The hearing followed a move by Mayor Vincent C. Gray last month to sharply scale back immediate plans to build a 22-mile streetcar network crisscrossing the city. Instead, transportation officials are working with teams of outside contractors on a contract to build a more limited system, with an option for more if additional funding can be found. Council Chairman Phil Mendelson (D) led an effort in May to essentially cut planned streetcar funding in half.
Brown noted that new estimates from the city’s planning office show hundreds of millions of dollars in increased tax revenue would come from adding streetcar lines. But Wells knocked what he said has been “the lack of creative engagement with the community and land use planning” along planned streetcar lines.
Wells was also concerned that Gray’s budget did not include a so-called “value capture” plan, which would allow the city to tap more directly into those expected future revenues. Under such an arrangement, land owners would pay a higher tax rate to help build the streetcar lines since doing so would boost their land values.
Such a plan would need a boost from the landowners themselves, who could push for the idea by telling the council: “We want to be taxed on the increased value of our land,” Wells said. Instead, he added, the business community failed to rally behind the effort. “You could have heard a pin drop when the funding was cut,” Wells said.

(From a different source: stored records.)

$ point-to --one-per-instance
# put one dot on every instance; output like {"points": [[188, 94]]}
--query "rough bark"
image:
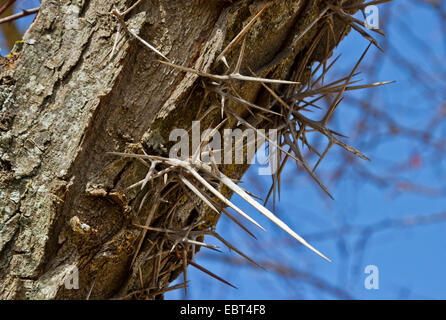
{"points": [[66, 102]]}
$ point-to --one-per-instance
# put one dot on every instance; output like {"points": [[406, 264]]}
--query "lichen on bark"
{"points": [[70, 97]]}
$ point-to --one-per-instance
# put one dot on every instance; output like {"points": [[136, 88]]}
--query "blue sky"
{"points": [[411, 260]]}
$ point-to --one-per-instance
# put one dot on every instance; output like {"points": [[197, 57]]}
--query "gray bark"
{"points": [[66, 101]]}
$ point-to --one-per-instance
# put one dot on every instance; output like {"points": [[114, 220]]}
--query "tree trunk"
{"points": [[71, 95]]}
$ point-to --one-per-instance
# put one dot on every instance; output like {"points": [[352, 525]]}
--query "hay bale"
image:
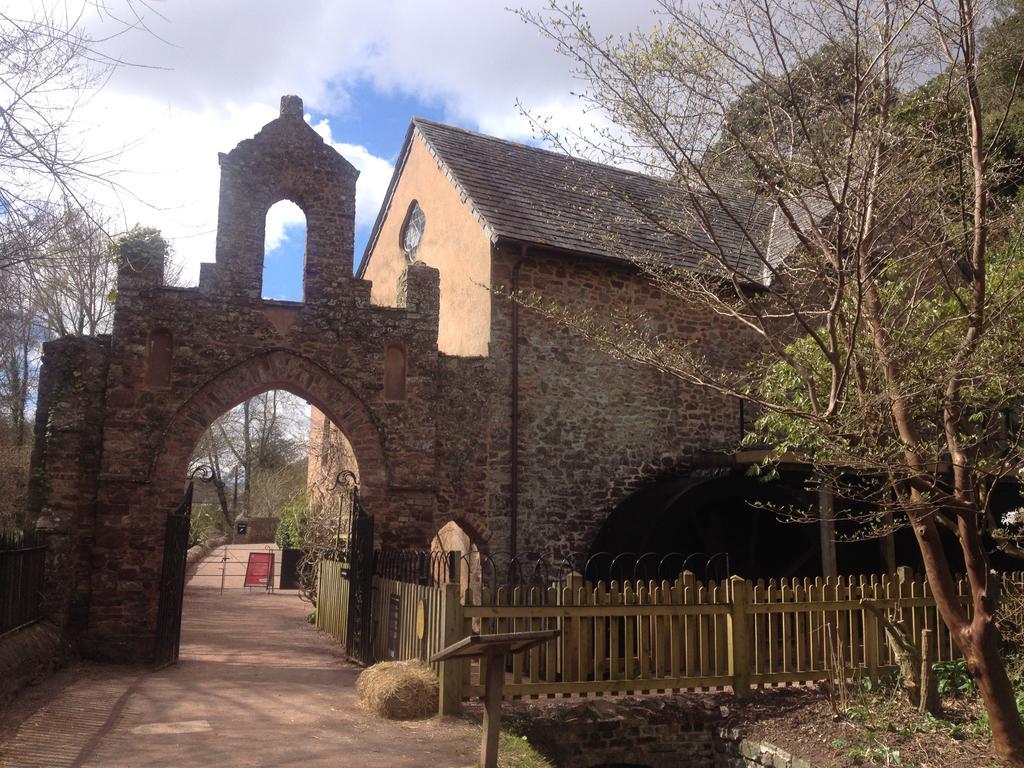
{"points": [[398, 690]]}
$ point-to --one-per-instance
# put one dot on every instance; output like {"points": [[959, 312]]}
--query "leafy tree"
{"points": [[885, 331]]}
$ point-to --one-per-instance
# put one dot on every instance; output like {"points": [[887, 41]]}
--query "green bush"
{"points": [[292, 517]]}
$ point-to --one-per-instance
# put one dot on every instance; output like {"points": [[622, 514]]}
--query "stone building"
{"points": [[461, 411], [545, 440]]}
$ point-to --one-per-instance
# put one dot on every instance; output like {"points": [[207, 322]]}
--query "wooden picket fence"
{"points": [[408, 620], [641, 637], [332, 600], [645, 637]]}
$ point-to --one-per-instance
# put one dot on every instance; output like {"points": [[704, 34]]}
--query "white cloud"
{"points": [[214, 71]]}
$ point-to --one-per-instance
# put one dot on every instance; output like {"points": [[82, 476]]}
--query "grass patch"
{"points": [[516, 752]]}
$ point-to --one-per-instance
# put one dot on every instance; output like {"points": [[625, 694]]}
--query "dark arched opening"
{"points": [[716, 524]]}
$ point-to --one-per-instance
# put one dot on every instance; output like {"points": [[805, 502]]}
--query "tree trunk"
{"points": [[929, 704], [980, 645]]}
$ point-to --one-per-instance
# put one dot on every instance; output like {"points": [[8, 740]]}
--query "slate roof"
{"points": [[544, 198]]}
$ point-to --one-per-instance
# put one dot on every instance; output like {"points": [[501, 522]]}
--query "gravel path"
{"points": [[256, 686]]}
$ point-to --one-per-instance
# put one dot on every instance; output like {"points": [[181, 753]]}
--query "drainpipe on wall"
{"points": [[514, 446]]}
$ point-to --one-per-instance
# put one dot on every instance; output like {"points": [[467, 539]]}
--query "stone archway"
{"points": [[276, 369], [119, 416]]}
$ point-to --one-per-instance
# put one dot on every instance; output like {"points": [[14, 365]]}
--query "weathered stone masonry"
{"points": [[101, 407], [120, 416]]}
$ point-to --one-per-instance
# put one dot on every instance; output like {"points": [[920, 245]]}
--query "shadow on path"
{"points": [[256, 686]]}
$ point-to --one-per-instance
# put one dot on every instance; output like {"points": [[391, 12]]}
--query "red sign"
{"points": [[259, 570]]}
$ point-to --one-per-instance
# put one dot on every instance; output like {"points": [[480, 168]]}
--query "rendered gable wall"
{"points": [[454, 243]]}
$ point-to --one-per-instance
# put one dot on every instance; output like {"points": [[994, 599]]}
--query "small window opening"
{"points": [[412, 230], [284, 252], [394, 373], [159, 350]]}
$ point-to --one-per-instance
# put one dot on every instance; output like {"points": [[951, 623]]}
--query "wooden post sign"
{"points": [[493, 649], [259, 570]]}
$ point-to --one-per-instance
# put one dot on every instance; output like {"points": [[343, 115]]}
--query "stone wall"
{"points": [[593, 428], [733, 751], [28, 655], [642, 733], [65, 477], [120, 418]]}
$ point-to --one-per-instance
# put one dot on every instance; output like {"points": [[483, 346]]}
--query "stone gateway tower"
{"points": [[474, 422], [119, 416]]}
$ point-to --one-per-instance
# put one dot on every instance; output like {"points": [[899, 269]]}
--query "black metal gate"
{"points": [[172, 582], [358, 644]]}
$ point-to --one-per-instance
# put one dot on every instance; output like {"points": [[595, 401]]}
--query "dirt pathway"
{"points": [[256, 686]]}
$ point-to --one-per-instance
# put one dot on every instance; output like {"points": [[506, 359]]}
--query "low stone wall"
{"points": [[260, 530], [643, 733], [28, 655], [732, 751], [646, 733]]}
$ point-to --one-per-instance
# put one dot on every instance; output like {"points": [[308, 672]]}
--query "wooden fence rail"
{"points": [[662, 636], [650, 636], [332, 599]]}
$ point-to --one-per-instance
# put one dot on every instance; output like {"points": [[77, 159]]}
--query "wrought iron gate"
{"points": [[172, 579], [358, 644]]}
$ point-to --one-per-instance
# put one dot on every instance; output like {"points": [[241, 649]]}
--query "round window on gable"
{"points": [[412, 230]]}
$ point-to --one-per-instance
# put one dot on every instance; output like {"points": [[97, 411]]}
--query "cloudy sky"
{"points": [[211, 73]]}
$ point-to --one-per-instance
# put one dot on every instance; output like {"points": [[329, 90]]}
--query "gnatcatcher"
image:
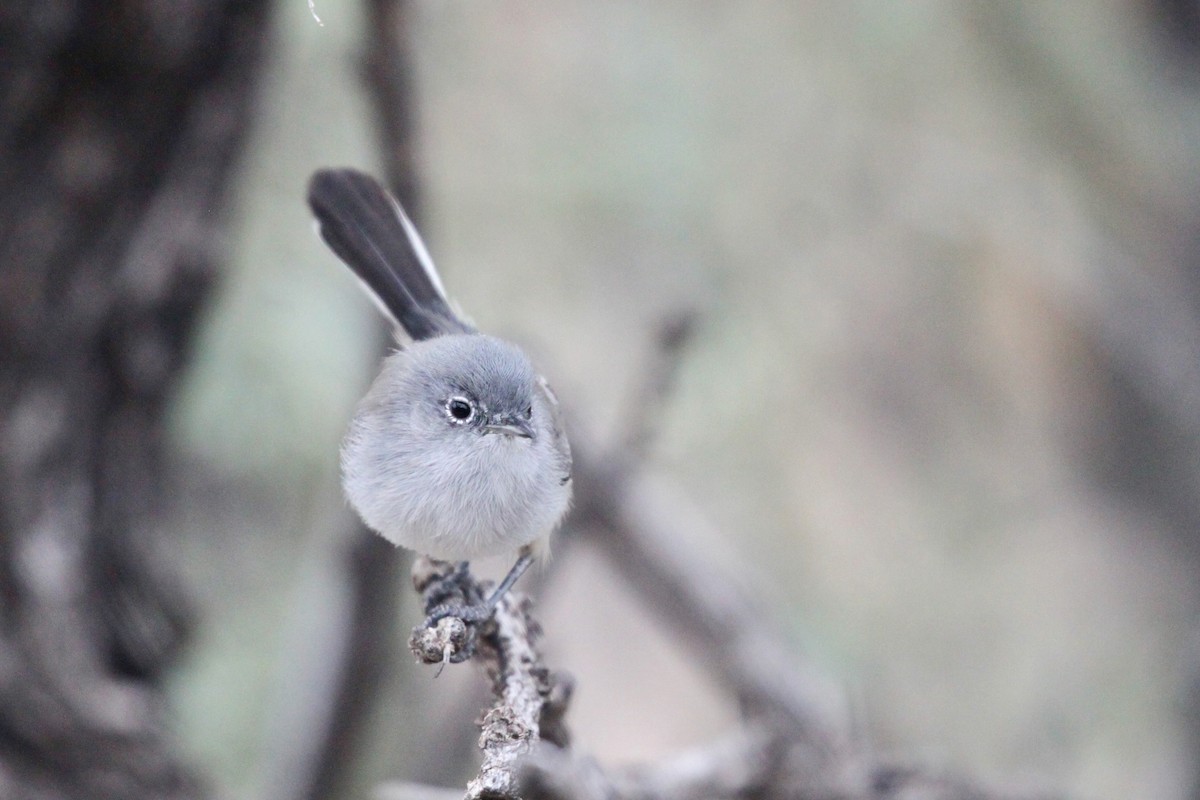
{"points": [[457, 451]]}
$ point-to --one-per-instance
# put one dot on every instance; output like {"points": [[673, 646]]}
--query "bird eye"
{"points": [[460, 409]]}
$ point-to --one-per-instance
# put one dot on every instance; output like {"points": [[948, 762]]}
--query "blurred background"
{"points": [[942, 405]]}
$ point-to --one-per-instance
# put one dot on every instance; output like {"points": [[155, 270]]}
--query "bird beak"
{"points": [[511, 427]]}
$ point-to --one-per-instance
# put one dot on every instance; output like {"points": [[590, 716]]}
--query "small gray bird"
{"points": [[457, 451]]}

Council members Mary M. Cheh (D-Ward 3) and David Grosso (I-At Large) joined in the grilling of transportation officials, with Cheh decrying what she called “an organizational mishmash over at DDOT,” characterized by ad hoc decisions. “It drains confidence,” Cheh said.

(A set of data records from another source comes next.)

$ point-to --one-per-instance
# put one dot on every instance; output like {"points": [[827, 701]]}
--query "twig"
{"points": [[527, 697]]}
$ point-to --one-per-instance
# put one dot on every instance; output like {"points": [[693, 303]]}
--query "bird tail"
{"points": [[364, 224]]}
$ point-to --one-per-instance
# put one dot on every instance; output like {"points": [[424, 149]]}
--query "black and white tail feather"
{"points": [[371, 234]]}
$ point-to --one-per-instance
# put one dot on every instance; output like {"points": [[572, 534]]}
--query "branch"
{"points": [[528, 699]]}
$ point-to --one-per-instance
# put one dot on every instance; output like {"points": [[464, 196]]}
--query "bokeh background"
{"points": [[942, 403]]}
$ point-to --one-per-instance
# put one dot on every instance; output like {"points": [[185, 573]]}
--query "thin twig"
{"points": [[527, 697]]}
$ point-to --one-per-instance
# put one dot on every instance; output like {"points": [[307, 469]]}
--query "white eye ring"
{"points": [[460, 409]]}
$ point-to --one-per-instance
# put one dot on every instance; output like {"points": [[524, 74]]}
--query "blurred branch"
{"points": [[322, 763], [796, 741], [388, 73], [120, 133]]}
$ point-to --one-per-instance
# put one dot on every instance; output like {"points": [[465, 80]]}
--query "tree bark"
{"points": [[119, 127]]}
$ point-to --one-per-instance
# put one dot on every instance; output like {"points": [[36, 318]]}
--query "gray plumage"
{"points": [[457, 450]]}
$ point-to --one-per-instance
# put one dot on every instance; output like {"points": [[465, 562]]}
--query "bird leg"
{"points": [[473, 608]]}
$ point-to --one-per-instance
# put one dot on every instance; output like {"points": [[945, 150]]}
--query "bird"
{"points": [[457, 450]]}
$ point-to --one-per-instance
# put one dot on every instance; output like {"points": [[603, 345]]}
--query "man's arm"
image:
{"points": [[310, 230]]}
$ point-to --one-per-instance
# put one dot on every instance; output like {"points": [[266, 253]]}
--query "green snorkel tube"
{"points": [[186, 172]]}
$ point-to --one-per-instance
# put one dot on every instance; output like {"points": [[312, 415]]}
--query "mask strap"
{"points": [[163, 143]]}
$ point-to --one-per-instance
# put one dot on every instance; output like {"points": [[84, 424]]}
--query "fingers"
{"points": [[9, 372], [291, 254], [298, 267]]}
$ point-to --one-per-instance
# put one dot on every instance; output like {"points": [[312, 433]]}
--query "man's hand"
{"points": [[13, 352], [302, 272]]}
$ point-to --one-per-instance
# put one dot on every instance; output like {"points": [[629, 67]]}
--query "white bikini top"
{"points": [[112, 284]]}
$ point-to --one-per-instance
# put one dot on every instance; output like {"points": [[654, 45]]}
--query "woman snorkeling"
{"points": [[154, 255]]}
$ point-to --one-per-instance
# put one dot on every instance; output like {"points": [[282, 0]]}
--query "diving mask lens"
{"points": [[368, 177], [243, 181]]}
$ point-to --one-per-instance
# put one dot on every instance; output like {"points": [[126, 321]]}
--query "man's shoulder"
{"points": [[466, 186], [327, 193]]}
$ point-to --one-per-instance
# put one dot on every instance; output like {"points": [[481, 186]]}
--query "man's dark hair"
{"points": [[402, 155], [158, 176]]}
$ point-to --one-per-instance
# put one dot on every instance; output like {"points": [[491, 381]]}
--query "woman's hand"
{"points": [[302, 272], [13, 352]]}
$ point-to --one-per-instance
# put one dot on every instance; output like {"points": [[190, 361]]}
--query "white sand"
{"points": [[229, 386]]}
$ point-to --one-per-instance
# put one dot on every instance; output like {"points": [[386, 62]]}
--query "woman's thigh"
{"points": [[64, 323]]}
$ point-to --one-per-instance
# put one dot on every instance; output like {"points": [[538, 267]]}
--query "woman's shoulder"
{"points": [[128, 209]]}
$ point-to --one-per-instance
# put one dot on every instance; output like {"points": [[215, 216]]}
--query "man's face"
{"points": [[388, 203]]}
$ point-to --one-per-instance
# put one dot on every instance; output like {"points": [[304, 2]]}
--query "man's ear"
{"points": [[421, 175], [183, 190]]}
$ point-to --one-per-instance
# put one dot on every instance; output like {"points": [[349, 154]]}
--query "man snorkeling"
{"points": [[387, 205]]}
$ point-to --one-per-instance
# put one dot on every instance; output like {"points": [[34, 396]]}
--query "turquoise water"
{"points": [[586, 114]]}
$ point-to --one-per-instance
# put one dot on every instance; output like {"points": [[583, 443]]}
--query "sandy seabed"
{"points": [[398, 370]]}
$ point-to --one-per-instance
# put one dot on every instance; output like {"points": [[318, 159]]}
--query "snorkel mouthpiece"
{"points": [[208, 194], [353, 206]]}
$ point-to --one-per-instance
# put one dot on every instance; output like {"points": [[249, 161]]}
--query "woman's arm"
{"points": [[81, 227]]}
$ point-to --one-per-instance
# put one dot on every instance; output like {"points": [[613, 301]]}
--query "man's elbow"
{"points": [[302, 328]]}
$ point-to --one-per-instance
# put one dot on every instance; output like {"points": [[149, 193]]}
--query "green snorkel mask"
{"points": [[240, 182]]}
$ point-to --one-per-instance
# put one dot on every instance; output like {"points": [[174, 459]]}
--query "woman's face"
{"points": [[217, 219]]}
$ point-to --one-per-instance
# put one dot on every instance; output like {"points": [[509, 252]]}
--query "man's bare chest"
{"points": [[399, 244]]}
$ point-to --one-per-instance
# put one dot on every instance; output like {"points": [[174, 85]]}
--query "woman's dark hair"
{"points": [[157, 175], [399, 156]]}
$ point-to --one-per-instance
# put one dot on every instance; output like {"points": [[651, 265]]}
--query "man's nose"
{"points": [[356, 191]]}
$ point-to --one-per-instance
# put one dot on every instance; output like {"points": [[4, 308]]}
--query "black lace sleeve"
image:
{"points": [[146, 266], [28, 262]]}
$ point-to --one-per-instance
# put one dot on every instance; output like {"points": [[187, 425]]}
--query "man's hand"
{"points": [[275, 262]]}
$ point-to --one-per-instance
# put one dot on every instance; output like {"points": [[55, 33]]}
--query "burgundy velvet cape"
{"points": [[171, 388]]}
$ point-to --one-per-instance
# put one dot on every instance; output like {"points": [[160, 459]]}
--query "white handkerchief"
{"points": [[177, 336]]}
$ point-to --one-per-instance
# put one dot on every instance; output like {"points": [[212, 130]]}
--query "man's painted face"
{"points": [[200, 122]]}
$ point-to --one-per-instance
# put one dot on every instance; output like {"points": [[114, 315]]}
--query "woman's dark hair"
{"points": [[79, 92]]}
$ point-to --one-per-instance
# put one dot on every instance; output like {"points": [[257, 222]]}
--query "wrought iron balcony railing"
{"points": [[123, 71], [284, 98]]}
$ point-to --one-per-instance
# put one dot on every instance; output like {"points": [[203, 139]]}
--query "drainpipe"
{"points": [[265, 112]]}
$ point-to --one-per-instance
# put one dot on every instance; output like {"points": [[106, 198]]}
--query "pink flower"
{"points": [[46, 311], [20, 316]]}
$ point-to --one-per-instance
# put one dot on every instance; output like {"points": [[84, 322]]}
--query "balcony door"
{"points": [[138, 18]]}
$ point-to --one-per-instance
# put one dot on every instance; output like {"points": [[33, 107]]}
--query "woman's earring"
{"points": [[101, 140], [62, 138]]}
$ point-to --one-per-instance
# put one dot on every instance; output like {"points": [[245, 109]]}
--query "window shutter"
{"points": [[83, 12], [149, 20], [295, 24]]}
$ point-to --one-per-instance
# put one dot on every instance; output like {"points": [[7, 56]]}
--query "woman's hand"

Brown provided additional details about the timing of three planned extensions the city could build under current projected funding levels. The Benning Road extension east of the existing line would be under construction from fiscal year 2017 to 2019. A line west from Union Station to Georgetown would be built from 2019 to 2024. And a southeast-southwest line would follow from 2027 to 2030, he said.
A north-south line connecting Takoma and the Buzzard Point area would come when resources are available, Brown said.
Ben Klemens, who lives near that would-be line, said many, though not all, of his neighbors still support that line and want to see it built sooner rather than later.
“Our neighborhood grew up in the streetcar era, thanks to thousands of residents and builders who thought Shaw was the perfect location for a lifestyle built around taking the streetcar to work and shop,” Klemens said. He said “streetcar pessimists” warn that streetcars are too slow for commuting.
“But even that would be a great addition to Georgia and 14th and U streets,” he said. “I would love to be able to tell bar hoppers from Maryland that they could park further up on along Georgia Avenue toward Silver Spring and take a smooth ride to our neighborhood.”